WASHINGTON, September 26. /ITAR-TASS/. Ukraine needs official foreign assistance in the amount “closer to $100 billion rather than the $55 billion that the IMF is now estimating” to save its economy, American economist Desmond Lachman wrote in his blog on The Hill newspaper website on Wednesday.

The former International Monetary Fund (IMF) executive and now analyst at the American Enterprise Institute says “it is all too likely that the IMF is lowballing Ukraine’s needs in much the same way as it did in its Greek bailout programme.” He says the estimates are growing now the same as in the past. “Last May, at the time it launched its Ukraine lending programme, the IMF estimated that Ukraine might need around $35 billion in official external support. Today, some six months later, it is estimating that Ukraine might need around $55 billion in official external financing.”

Lachman says, “One would have thought that this question would have been the main topic under discussion during [Ukrainian President Petro] Poroshenko’s U.S. visit. If Kiev “might need at least an additional $19 billion of external official support to see it through 2015, the White House has agreed to provide Ukraine around an additional $50 million in assistance. This leaves unanswered the basic question as to from where the remaining $18.95 billion is to be obtained,” the analyst says.

According to him, “This is not to argue that Ukraine’s economy is not worth supporting, especially considering the country’s geopolitical importance to the West. Rather, it is to argue that the U.S. taxpayer deserves a transparent and realistic discussion of how much money supporting Ukraine will in the end cost the official international community.” “In that respect, one has to hope that [U.S.] policymakers do not resort to backdoor financing of Ukraine through the IMF without appropriate legislative approval.

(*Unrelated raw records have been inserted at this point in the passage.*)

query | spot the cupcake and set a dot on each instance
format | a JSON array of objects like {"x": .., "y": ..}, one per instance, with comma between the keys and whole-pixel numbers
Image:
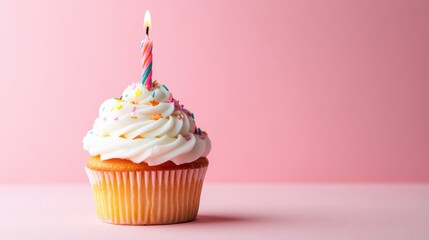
[{"x": 148, "y": 158}]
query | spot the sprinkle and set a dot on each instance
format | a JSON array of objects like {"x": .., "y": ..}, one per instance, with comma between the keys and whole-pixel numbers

This is all the more so the case considering that any further substantial IMF lending to this war-torn country runs the risk of significantly compromising the IMF's balance sheet and undermining its credibility as a condition-based lender,” the analyst says.

Meanwhile, the IMF existing programme for Ukraine is estimated at some $17 billion for the next two years. IMF Communications Director Gerry Rice told reporters at a briefing on Thursday that Kiev had not officially asked for this programmes revision, although it is the key part of the international assistance package on the tentative amounts of which Lachman commented.

The Hill newspaper is written for and about the U.S. Congress, with a special focus on business and lobbying, political campaigns and other events on Capitol Hill. The newspaper features investigative reporting, profiles of lawmakers and aides, features describing the sociology and politics of the Hill.